Jagoda Truhelka was born in Osijek in 1864. She left an indelible mark on the history of women in Croatia, primarily in the fields of pedagogy and literature. Her father was a teacher, which later informed her career choices. She spent her childhood in Osijek, but the family moved to Zagreb after her father had died, and she attended the Teachers’ Academy in Zagreb.

Jagoda received her first employment at the Girls’ School in Osijek, and in 1885 was appointed Head of the Girls’ Academy in Gospić, a post she would hold for the next seven years. In 1892, she moved back to Zagreb to hold lectures at the Women’s Lyceum, and in 1901 she became Head of the Girls’ Academy in Banja Luka (BiH). Ten years later, she moved to Sarajevo (BiH), where she taught at the women teachers’ academy until retirement. After that, she returned to Zagreb and settled at Grič 2 in the Upper Town. She lived there with her friend Camilla Lucerna, a translator and German teacher at the Women’s Lyceum.

Truhelka’s stories and novels were published in magazines such as Vijenac and Nada, and she often used the pseudonyms A.M. Sandučić and Ružica Bajkaševa. Although she saw herself primarily as a teacher, she remains best known as the author of the children’s book Golden Days (Zlatni danci). In 1897, she published a psychological serial novel Plein Air, which is considered to be one of the first examples of women’s writing in Croatia.

She was one of the five women who successfully fought for the right to attend lectures at the University of Zagreb at the time when women were still not allowed to attend university.

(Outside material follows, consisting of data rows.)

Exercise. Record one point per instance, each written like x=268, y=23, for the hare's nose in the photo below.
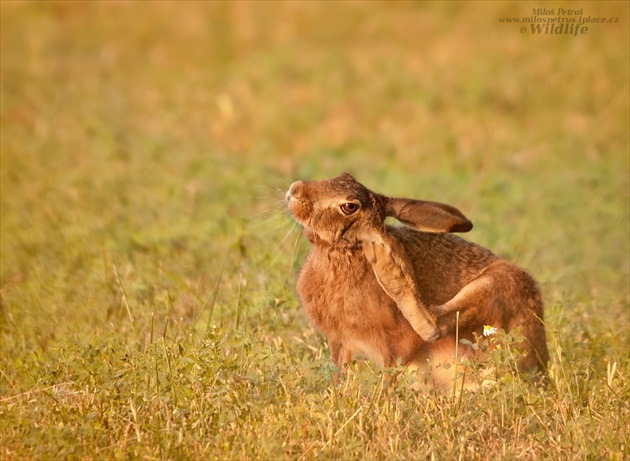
x=295, y=191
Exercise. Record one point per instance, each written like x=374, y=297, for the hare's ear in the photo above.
x=427, y=216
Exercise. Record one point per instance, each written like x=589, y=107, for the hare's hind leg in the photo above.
x=503, y=296
x=394, y=272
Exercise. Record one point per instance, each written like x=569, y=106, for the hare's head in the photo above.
x=342, y=211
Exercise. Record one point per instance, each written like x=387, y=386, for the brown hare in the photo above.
x=391, y=292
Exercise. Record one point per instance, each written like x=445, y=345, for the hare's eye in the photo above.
x=349, y=208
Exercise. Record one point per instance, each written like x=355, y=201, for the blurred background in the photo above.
x=148, y=146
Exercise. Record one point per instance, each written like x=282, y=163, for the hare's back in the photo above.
x=443, y=263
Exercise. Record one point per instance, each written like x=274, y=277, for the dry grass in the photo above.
x=147, y=269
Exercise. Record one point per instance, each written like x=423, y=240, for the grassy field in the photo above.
x=148, y=267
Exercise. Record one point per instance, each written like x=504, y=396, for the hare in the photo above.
x=391, y=293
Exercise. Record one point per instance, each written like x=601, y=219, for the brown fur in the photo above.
x=364, y=284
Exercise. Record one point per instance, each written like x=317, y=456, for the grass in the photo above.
x=148, y=308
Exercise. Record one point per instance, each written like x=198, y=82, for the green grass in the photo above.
x=148, y=308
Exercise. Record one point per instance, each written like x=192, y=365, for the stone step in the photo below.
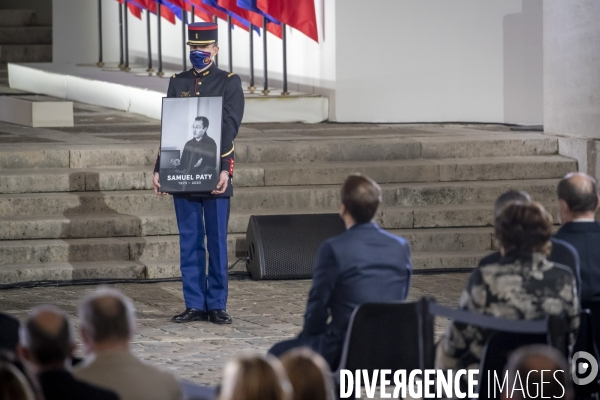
x=254, y=199
x=25, y=34
x=19, y=158
x=435, y=239
x=247, y=175
x=298, y=151
x=372, y=148
x=17, y=18
x=420, y=170
x=23, y=53
x=142, y=154
x=123, y=269
x=100, y=249
x=164, y=223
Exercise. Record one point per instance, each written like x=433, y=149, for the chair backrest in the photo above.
x=495, y=356
x=594, y=307
x=397, y=335
x=506, y=335
x=9, y=332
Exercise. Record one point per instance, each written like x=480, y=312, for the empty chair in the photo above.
x=397, y=335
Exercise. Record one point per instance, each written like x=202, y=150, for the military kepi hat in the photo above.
x=202, y=33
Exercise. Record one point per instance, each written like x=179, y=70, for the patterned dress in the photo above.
x=519, y=287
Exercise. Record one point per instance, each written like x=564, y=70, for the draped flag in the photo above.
x=299, y=14
x=217, y=12
x=198, y=11
x=213, y=5
x=254, y=18
x=165, y=12
x=134, y=8
x=176, y=6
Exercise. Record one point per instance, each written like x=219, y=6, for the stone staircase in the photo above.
x=82, y=212
x=22, y=40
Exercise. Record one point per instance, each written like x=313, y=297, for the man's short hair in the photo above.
x=508, y=197
x=47, y=347
x=204, y=121
x=106, y=314
x=581, y=196
x=361, y=196
x=528, y=362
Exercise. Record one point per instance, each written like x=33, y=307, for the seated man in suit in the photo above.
x=562, y=252
x=46, y=346
x=365, y=264
x=107, y=326
x=578, y=202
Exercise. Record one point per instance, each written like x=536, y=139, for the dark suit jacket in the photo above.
x=365, y=264
x=61, y=385
x=562, y=253
x=585, y=237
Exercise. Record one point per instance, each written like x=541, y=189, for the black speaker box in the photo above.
x=285, y=246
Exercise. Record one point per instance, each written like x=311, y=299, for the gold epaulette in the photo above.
x=230, y=151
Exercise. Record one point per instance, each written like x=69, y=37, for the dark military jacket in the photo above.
x=214, y=82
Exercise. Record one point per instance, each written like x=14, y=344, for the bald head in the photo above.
x=46, y=334
x=578, y=195
x=107, y=316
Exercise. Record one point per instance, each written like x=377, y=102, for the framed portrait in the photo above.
x=190, y=144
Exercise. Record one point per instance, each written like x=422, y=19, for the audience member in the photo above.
x=13, y=383
x=525, y=367
x=107, y=326
x=578, y=202
x=523, y=285
x=47, y=346
x=562, y=252
x=309, y=375
x=365, y=264
x=255, y=378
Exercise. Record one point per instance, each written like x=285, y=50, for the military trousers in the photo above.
x=199, y=218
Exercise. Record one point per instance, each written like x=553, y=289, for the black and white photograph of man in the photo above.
x=190, y=143
x=199, y=155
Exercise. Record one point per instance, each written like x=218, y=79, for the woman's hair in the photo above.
x=13, y=383
x=525, y=227
x=309, y=374
x=255, y=378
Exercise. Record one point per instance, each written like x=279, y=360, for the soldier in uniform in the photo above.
x=206, y=215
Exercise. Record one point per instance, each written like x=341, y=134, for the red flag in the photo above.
x=200, y=13
x=217, y=13
x=299, y=14
x=254, y=18
x=133, y=9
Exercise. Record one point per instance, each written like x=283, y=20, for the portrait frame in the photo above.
x=190, y=144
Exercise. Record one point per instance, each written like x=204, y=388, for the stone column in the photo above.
x=572, y=79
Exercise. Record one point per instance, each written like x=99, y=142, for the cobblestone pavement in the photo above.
x=264, y=313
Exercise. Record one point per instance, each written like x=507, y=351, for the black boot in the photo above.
x=219, y=317
x=189, y=315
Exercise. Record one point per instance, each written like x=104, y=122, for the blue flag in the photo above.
x=251, y=6
x=174, y=8
x=215, y=4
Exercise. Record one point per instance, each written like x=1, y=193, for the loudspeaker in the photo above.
x=285, y=246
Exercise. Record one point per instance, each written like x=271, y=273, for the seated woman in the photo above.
x=13, y=382
x=309, y=374
x=522, y=285
x=255, y=378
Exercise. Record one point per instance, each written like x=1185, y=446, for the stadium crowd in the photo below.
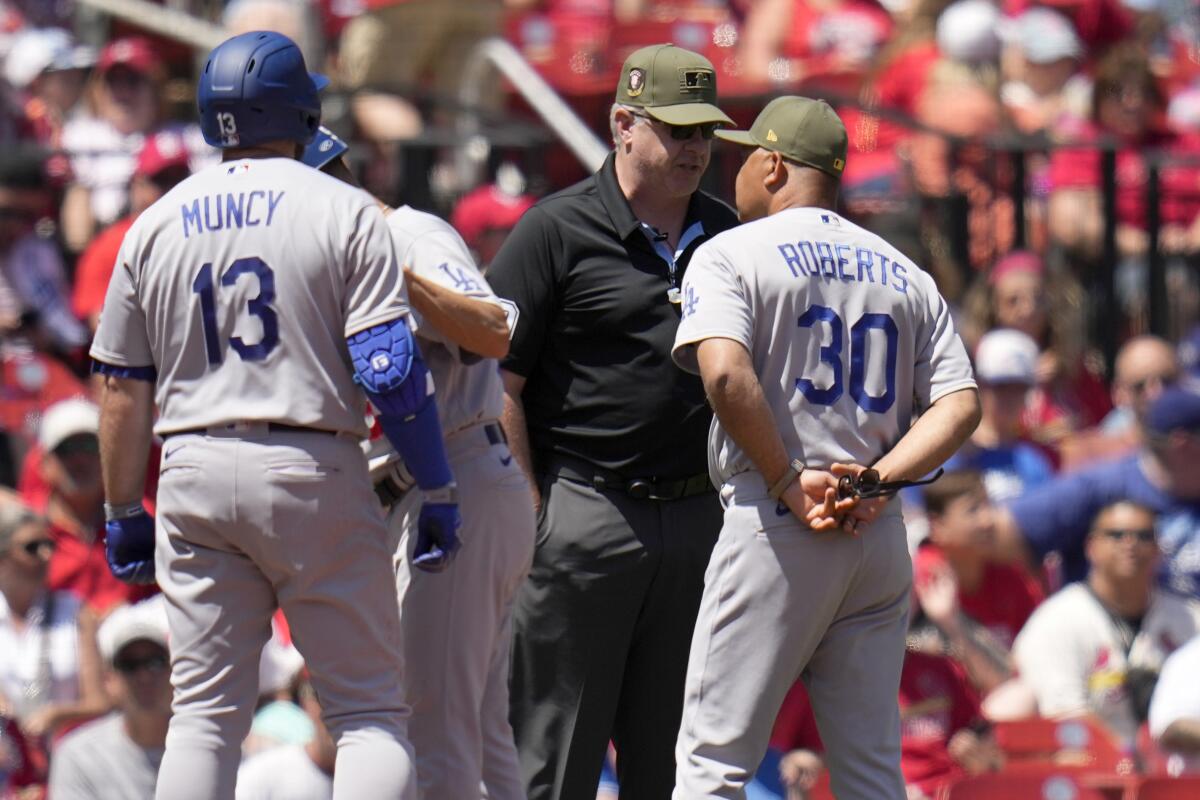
x=1057, y=560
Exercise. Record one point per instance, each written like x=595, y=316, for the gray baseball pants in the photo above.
x=249, y=521
x=457, y=626
x=783, y=602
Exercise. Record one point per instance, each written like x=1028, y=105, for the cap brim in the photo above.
x=688, y=114
x=737, y=137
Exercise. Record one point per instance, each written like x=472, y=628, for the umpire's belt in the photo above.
x=641, y=488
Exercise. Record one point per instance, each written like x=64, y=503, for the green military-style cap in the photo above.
x=673, y=85
x=802, y=130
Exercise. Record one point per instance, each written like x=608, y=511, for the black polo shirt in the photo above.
x=594, y=331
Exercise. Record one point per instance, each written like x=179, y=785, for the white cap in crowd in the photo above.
x=43, y=49
x=1043, y=35
x=144, y=620
x=967, y=31
x=1006, y=356
x=67, y=419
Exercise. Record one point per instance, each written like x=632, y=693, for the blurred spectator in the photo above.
x=118, y=757
x=47, y=68
x=124, y=102
x=69, y=489
x=1019, y=294
x=1043, y=78
x=162, y=162
x=976, y=606
x=1097, y=647
x=1128, y=107
x=1099, y=23
x=816, y=42
x=1006, y=362
x=1162, y=475
x=49, y=673
x=390, y=48
x=1145, y=365
x=33, y=281
x=485, y=216
x=942, y=734
x=292, y=771
x=1175, y=709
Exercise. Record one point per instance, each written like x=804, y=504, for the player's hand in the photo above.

In 1900, in collaboration with her teacher Marija Jambrišak (whom she called “the champion among Croatian women teachers”), Truhelka started the first women’s journal in Croatia entitled Na domaćem ognjištu. Its goal was to “instil in our women a love of books, intellectual progress, a will to do useful work, and to promote the work of women from throughout the world”.

Another teacher from Osijek, Magdalena Šrepel, who was Truhelka’s pen pal for years, likewise left an imprint on her thinking and worldview. In 1910, Truhelka published In the Realm of the Soul (U carstvu duše), a hybrid-genre novel based on their correspondence, in which she lays out her vision for a civic education for girls. Interestingly, this piece of literature is absent from all textbooks on the history of literature in Croatia, with the exception of a book by Dunja Detoni Dujmić (1998) on the history of women’s writing in Croatia.

Truhelka died in Zagreb at the age of 94 and was buried at Mirogoj Cemetery. She never married or had children.

European Avenue 24, Osijek

There is a bust of Jagoda Truhelka in front of Osijek’s City and University Library. One of the city’s elementary schools – the one she herself attended – was named after Truhelka in 1991, and there is also the Jagoda Truhelka Garden in the city centre. In Zagreb, a small street in the neighbourhood of Stenjevec is also named after her.